Wishing you all the best possible. Have you/her counsellors/herself identified any 'root causes' as to why she has these disorders? I know that depression CAN simply be a shortfall in brain chemicals, but of course it can also be 'caused' (or at least exacerbated) by 'bad life events'. Personally, I would say that in the latter case, it's important to identify these and face up to them, so they are not 'ghosts' haunting the sufferer.

That said, therapies like CBT simply 'retrain' the mind to adopt a resilience that they may not feel, but can 'grow into' by habit. It can be very effective so I understand.

Finally, my own personal take is that it's essential the the sufferer is 'in treatment' of some kind - whether it's counselling or anti-depressants etc - or both. Personaly, would make my care contingent on that - that's 'the deal' they have to agree to, in order to get your support (otherwise, like I say, it can simply collapse into 'enabling'.)

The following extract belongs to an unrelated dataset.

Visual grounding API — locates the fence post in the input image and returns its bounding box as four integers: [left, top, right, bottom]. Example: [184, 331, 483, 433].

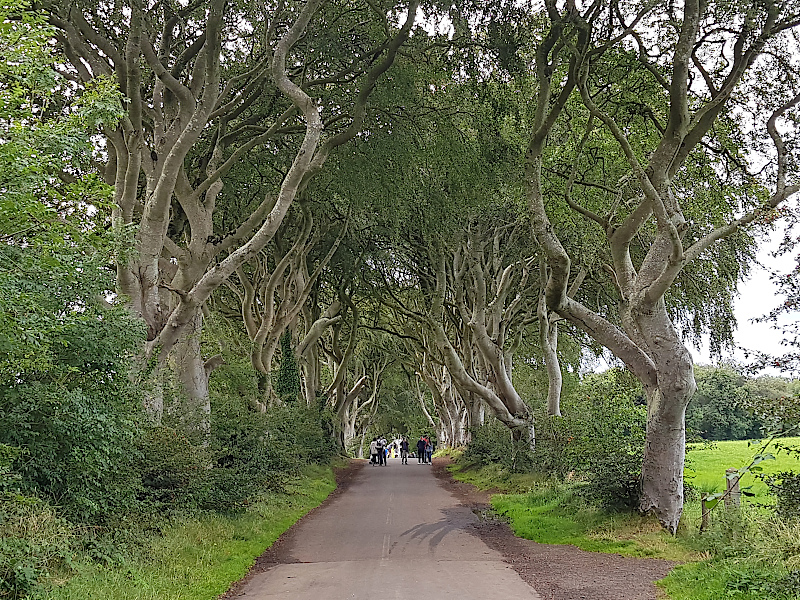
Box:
[725, 468, 741, 509]
[700, 496, 711, 532]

Wishign you all the best, and hoping your wife, with your support, can find her way to happier times.
Hi NG
Can't offer any help but want to say welcome and send you a cyber hug and hand squeeze. The only thing I want to say is please don't blame yourself for 'doing' or 'saying' something you feel is 'wrong'. Without express directions at any given moment, how can you possibly be expected to say the exact 'right' thing? I hope there is counselling or advice out there to guide you but in the meantime surely reassuring your wife that you are there for her and that all is well ( as far as the immediate anxiety is concerned) is all you can do.
Very, very hard for you. Hope you find appropriate help.
Elaine
Hi again, I just wanted to add that on this site in respect of quite another member, I learnt of something called 'secondary gain'. I'd never heard of it before, and googled it. It's very revealing. It argues that for some folk, when they suffer problems such as depression or anxiety, they actually get, despite the downsides, a 'secondary gain' from persisting in this unhappy state of mind. The 'secondary gain' they get is the attention, sympathy, pity, forebearance and possibly even 'pandering' that others afford them. This then 'rewards' them for their depression etc.

It's a horrid thought, and maybe it doesn't apply at all with your wife, but I think it's something any carer for anyone with MH issues needs to bear in mind, in case it does apply. Just as you need to be on the lookout for if your support is turning into enablement (etc.)
I have been supporting my wife in depression states for 40 years.
The best thing I did was to get in contact with our county's Mental Health Support Team, through our GP .
This at least gives you someone to ring in a crisis. So far they gave been very supportive , though getting counselling is taking a long time.